Discovery of antimicrobial peptides in the global microbiome with machine learning
Today, we are sharing a significant research article published in the journal Cell. This study employed a machine learning-based approach to predict nearly one million novel Antimicrobial Peptides (AMPs) from the global microbiome, encompassing 63,410 metagenomes and 87,920 high-quality prokaryotic genomes. The research established a comprehensive, open-access resource named AMPSphere, containing 863,498 non-redundant candidate AMPs (c_AMPs). The team synthesized 100 predicted peptides for experimental validation, finding that 79 exhibited antibacterial activity in vitro, and 63 effectively targeted ESKAPEE pathogens. Further investigations using structural biology, biochemistry, and murine infection models confirmed that these peptides function by disrupting bacterial membranes. Notably, some lead compounds demonstrated in vivoanti-infective efficacy comparable to clinical antibiotics. This work not only reveals the vast diversity of AMPs within the microbiome, providing a novel molecular library to combat antibiotic resistance, but also powerfully demonstrates the enormous potential of artificial intelligence in accelerating antimicrobial drug discovery.

01 Research Background
Antibiotic resistance has become a global health crisis, directly contributing to approximately 1.27 million deaths in 2019. The problem is particularly severe for Gram-negative bacteria. Antimicrobial Peptides (AMPs), a class of short peptides widely present in nature, are considered strong candidates for next-generation antibiotics due to their unique membrane-targeting mechanisms and low propensity for inducing resistance. However, traditional AMP discovery methods, such as culture-based screening or rational design, are inefficient. Known AMPs are primarily derived from model organisms, representing only a small fraction of microbial diversity. Although recent studies have utilized metagenomics to mine AMPs from specific niches like the human gut, their scope remains limited. Crucially, because small open reading frames (smORFs) are often overlooked in genome annotation, the vast majority of AMP resources within microbiomes remain untapped. This study aims to systematically explore the hidden treasure trove of AMPs in the global microbiome (covering environmental, plant, animal, and human-associated habitats) by integrating machine learning with large-scale metagenomic data, to discover structurally novel and highly active antimicrobial lead compounds.
02 Innovative Highlights
Methodological Innovation: First large-scale application of machine learning for AMP prediction across the global microbiome.
The research team employed their self-developed machine learning tool, Macrel (a random forest-based algorithm emphasizing prediction accuracy over recall), to efficiently screen over 4.5 billion predicted smORFs. Unlike previous studies focused on specific habitats (e.g., human gut), this analysis encompassed samples from 72 different habitats (including soil, ocean, human body), vastly expanding the scope of AMP discovery.
Resource Innovation: Construction of the most comprehensive AMP resource library to date: AMPSphere.
AMPSphere contains 863,000 non-redundant c_AMPs, with a striking 91.5% of sequences having no homologs in existing databases (e.g., DRAMP, APD), revealing immense novelty.
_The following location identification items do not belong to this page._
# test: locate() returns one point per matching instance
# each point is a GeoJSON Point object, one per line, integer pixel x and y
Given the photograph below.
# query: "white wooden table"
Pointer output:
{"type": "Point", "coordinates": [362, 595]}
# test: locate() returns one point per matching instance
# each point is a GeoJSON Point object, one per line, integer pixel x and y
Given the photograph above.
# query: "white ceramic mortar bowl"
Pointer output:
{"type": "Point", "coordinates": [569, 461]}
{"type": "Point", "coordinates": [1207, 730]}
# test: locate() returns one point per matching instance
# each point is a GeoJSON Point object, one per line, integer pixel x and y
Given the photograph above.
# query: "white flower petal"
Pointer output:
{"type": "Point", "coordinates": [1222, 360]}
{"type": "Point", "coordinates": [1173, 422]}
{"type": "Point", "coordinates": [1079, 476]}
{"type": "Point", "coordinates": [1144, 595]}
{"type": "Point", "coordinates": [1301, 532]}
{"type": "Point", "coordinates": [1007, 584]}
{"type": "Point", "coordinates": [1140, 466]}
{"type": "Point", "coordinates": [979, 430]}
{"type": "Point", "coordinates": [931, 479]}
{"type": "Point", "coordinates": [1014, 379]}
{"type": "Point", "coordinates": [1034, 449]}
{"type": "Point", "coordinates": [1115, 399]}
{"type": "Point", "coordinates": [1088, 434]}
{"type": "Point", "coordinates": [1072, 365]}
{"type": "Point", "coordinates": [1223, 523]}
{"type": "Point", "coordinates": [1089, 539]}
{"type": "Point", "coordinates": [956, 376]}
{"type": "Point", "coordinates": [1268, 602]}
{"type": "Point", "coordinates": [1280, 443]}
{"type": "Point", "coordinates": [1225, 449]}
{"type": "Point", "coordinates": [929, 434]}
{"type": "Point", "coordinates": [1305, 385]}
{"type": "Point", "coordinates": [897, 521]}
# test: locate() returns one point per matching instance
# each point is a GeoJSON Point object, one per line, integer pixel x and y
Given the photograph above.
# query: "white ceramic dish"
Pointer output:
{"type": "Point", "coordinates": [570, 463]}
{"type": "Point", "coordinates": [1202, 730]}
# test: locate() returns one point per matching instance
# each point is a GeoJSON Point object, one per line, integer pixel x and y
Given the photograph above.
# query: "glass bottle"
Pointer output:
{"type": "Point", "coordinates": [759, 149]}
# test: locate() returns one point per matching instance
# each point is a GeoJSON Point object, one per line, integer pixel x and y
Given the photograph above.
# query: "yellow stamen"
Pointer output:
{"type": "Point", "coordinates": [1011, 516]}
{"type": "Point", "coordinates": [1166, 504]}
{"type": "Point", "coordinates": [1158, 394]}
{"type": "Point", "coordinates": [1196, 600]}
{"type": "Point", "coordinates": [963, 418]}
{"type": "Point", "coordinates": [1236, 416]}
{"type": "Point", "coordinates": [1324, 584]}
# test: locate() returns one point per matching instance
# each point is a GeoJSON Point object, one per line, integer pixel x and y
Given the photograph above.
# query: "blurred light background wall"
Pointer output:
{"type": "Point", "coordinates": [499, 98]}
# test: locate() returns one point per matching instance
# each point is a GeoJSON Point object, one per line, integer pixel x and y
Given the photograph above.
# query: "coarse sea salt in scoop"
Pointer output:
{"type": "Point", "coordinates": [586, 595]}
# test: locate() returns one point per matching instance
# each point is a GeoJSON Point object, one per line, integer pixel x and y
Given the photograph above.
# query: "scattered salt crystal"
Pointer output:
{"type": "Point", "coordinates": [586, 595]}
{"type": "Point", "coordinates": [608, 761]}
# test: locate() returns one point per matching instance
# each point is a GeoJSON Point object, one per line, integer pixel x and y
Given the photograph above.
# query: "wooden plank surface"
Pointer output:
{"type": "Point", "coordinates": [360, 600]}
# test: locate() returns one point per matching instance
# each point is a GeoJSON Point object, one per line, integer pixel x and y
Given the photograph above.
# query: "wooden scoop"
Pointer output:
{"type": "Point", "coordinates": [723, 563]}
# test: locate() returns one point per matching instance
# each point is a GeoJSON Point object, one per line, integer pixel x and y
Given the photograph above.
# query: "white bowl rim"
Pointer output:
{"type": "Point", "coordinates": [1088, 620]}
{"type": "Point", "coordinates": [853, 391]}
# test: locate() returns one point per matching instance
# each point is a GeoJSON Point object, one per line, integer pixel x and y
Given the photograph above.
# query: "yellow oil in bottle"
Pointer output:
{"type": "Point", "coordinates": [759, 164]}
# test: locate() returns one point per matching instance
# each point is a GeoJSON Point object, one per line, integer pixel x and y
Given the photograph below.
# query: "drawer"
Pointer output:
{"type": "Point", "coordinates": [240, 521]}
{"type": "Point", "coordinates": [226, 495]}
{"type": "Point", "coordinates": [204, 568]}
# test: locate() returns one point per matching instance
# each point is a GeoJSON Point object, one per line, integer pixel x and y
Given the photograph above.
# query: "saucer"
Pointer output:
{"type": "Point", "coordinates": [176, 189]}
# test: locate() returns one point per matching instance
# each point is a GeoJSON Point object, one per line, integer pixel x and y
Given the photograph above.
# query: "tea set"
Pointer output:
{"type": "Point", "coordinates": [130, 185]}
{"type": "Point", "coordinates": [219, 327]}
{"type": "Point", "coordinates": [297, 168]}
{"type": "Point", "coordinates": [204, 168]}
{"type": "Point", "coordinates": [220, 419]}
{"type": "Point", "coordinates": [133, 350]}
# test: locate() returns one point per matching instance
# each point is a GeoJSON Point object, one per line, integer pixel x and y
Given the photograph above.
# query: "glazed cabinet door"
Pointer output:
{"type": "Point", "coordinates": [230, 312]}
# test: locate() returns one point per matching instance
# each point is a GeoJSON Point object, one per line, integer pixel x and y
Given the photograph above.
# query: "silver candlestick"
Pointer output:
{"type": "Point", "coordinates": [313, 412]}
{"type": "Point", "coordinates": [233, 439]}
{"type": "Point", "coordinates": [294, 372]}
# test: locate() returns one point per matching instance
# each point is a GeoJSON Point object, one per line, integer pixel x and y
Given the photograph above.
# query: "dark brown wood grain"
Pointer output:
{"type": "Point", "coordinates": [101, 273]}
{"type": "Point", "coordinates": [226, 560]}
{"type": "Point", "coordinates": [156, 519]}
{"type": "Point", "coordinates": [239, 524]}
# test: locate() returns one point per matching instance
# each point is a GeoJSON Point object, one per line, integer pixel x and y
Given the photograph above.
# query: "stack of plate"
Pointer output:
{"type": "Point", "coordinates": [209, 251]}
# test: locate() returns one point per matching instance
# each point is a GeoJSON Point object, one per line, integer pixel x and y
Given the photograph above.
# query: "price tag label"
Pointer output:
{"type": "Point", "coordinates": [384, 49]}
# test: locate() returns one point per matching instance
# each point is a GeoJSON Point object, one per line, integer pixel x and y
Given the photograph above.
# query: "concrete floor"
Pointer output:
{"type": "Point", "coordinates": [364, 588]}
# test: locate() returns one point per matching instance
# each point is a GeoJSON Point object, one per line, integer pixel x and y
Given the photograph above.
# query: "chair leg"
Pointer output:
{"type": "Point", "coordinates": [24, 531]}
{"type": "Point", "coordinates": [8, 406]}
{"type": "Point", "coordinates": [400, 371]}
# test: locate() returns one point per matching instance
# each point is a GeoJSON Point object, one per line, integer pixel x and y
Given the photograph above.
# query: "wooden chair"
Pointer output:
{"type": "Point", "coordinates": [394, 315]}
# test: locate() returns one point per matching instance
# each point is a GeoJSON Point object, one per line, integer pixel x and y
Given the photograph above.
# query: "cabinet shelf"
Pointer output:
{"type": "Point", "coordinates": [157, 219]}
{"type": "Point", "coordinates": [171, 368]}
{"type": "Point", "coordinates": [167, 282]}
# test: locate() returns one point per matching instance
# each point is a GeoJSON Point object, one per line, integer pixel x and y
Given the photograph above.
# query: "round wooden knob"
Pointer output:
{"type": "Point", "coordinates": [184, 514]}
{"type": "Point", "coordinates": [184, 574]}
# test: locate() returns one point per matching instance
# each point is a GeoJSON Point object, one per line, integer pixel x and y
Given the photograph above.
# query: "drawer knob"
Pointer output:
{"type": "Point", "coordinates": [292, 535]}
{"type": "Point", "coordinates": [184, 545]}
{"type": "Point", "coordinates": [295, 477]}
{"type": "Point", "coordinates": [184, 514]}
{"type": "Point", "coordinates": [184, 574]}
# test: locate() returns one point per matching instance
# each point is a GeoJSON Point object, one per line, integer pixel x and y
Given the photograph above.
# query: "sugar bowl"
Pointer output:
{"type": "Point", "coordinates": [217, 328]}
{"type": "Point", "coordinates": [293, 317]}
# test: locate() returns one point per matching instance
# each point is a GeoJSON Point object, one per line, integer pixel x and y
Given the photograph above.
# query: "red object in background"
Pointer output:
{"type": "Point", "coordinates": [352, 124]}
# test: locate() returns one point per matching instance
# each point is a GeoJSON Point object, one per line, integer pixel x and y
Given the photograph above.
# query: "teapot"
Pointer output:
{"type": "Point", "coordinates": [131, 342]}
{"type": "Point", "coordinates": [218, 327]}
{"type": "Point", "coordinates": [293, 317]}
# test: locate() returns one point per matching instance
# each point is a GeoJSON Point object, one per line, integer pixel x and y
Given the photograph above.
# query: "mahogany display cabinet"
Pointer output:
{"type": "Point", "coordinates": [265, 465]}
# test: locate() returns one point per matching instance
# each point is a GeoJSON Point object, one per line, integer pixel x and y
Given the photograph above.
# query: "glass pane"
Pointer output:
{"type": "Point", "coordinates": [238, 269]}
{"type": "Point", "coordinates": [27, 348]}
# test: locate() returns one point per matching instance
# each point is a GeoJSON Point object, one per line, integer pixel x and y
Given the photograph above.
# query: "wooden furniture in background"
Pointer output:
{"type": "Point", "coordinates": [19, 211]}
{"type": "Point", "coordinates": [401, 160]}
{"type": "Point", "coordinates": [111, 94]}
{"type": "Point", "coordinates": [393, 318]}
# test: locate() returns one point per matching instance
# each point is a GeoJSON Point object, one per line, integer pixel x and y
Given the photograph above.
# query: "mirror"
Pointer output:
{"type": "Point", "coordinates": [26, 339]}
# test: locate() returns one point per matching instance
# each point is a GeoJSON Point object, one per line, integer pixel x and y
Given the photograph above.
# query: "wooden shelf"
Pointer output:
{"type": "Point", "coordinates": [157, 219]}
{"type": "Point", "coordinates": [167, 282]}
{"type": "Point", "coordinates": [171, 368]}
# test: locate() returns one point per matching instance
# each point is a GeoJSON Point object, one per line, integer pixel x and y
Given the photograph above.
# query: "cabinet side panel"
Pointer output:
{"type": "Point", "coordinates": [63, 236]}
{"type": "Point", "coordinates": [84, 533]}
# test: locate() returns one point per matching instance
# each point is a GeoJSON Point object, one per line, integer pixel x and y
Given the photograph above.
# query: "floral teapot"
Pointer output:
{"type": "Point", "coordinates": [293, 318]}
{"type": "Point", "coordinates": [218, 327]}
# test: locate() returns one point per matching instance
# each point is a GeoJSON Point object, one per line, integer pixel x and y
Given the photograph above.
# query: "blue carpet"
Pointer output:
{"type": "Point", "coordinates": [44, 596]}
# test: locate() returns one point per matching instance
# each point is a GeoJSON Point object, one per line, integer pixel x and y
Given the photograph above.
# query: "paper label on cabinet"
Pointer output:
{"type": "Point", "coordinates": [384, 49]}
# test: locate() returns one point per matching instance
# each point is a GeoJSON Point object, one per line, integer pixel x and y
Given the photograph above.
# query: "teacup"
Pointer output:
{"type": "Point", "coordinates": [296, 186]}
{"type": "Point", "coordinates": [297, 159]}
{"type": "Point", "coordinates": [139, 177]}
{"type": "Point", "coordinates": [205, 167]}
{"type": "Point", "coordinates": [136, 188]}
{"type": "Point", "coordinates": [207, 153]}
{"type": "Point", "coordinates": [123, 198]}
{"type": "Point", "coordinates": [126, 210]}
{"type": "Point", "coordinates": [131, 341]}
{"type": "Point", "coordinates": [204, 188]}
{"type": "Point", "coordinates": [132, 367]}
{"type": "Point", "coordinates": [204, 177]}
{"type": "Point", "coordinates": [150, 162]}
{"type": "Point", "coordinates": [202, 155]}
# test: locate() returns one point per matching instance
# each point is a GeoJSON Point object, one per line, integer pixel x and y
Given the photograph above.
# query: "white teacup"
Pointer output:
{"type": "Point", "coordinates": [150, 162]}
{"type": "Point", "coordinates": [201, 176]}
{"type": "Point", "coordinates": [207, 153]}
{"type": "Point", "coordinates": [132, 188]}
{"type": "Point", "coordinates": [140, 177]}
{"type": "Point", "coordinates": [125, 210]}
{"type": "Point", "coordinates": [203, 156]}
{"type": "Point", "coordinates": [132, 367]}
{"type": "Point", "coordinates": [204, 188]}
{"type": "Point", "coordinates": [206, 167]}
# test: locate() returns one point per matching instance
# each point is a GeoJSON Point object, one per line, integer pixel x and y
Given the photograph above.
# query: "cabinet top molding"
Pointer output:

The resource not only provides peptide sequences but also integrates information on their source habitat, genomic context, physicochemical properties (e.g., net charge, hydrophobicity), and predicted secondary structures. It is openly accessible to global researchers via a user-friendly website .
Validation Strategy Innovation: High-throughput synthesis and multi-dimensional functional validation.
To assess prediction reliability, the team synthesized 100 representative c_AMPs (including 50 high-confidence predictions and 50 randomly selected ones) and conducted systematic in vitro, ex vivo, and in vivoexperiments. Validation results showed that a remarkable 79% of predicted peptides possessed antibacterial activity, significantly higher than random discovery probability, demonstrating the high accuracy of the machine learning model.
Mechanistic Insight Innovation: Revealing a new association between AMP density and bacterial transmissibility.
By analyzing c_AMP density (ρAMP) within microbial species, the researchers discovered an intriguing phenomenon: in human and oral microbiomes, bacterial species with lower ρAMP were more easily transmitted between mother and infant. This suggests that AMP production may influence microbial colonization resistance and population competition, offering new insights for microbial ecology.
03 Results and Discussion
3.1 Construction of AMPSphere and Basic Characteristics of c_AMPs
Through smORF prediction and Macrel screening of massive metagenomic and genomic datasets, the study ultimately obtained 863,498 non-redundant c_AMPs. These c_AMPs have an average length of 37 amino acids and exhibit typical AMP physicochemical features: positively charged (average +4.7), high isoelectric point (pI ~10.9), and amphipathicity. Sequence cluster analysis revealed that nearly half of the c_AMPs are "singletons," and most are accessory genomic elements in microbial populations, indicating high habitat specificity and strain specificity.
3.2 Evolutionary Origin and Genomic Context of c_AMPs
Analysis indicated that approximately 7% of c_AMPs are homologous to full-length proteins in the GMGCv1 database, with 27% sharing start codons, suggesting some c_AMPs may originate from premature termination or gene truncation. Genomic synteny analysis found that c_AMP genes are frequently flanked by conserved functional units like ribosomal protein genes, supporting their generation and retention as independent functional units during evolution. Compared to known encrypted peptides (EPs), c_AMPs in AMPSphere show distinct differences in amino acid composition and structural preferences, indicating they represent a unique family of AMPs.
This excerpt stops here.